4.3 Image Classification
The 50-class ImageNet subset image classification task is more challenging. At 96x96 RGB input resolution, the compressed MCUNet variant model size is 348KB. Inference latency is 412ms on STM32F407 (unsuitable for real-time applications), dropping to 87ms on STM32H743 (acceptable for applications requiring 10+ frames per second). In terms of accuracy, the INT8 quantized model achieved 75.1%, compared to the FP32 original model's 76.8%, a loss of only 1.7%.
4.4 Anomaly Sound Detection
Anomaly sound detection uses an autoencoder architecture with a model size of only 28KB. It achieved sub-10ms inference latency on all three platforms, with an AUC (Area Under the Curve) of 0.94. This task demonstrates the enormous potential of TinyML in industrial IoT predictive maintenance scenarios -- a battery-powered acoustic sensor can perform anomaly detection locally without uploading raw audio to the cloud.

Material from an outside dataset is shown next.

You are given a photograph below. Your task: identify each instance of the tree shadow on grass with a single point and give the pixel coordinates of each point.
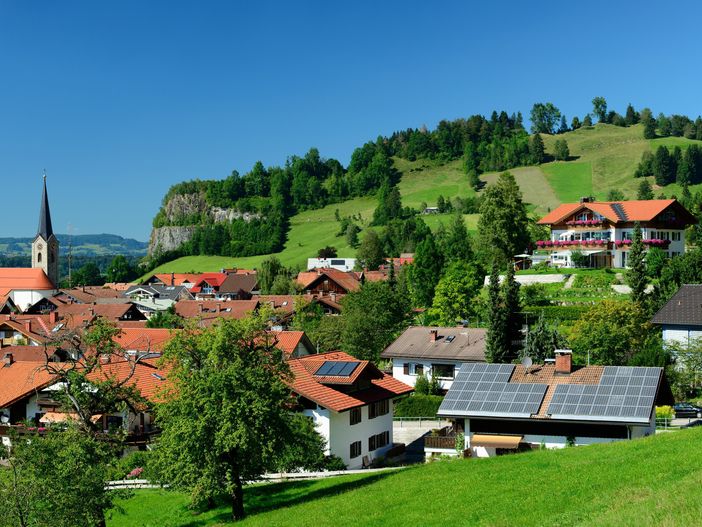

5. Best Practices and Future Directions
5.1 Engineering Best Practices
Based on our hands-on experience, we have compiled the following best practices for TinyML deployment:
- Quantize First, Then Prune: Counter to intuition, we found that performing quantization-aware training first, followed by structured pruning, yields better final accuracy than the reverse order (an average improvement of 0.8%).
- Prioritize Calibration Dataset Representativeness: Post-training quantization quality is highly dependent on the calibration dataset. Ensure the calibration set covers boundary cases from all classes, rather than using only simple samples.
- Build an End-to-End Automated Pipeline: Every step from model training to MCU deployment should be automated, including layer-by-layer numerical verification and hardware-in-the-loop testing.
- Leverage Mixed-Precision Quantization: Not all layers need the same quantization precision. The first and last layers are typically more sensitive to quantization and can retain higher precision (INT16), while intermediate layers use INT8.
5.2 Future Directions
The TinyML field is evolving rapidly. We believe the following three directions will significantly push the boundaries of TinyML capability within the next 2-3 years: First, more advanced neural architecture search methods -- such as the hardware-aware NAS pioneered by Lin et al.'s MCUNet[5], which will be further optimized for specific MCU architectures. Second, emerging binarized and ternarized network techniques -- pushing quantization to 1-2 bits, with the potential to enable AI inference on ultra-low-power Cortex-M0+ devices. Third, on-device training -- currently TinyML inference and training are separated, but as memory and computational capabilities improve, incremental fine-tuning on MCUs will become possible, achieving truly adaptive edge intelligence.
TinyML is not just a technical challenge, but a paradigm shift in thinking -- from "bigger models, more data, more compute" to "smarter architectures, more precise compression, more intelligent deployment." The value of this mindset extends far beyond TinyML's own application domain.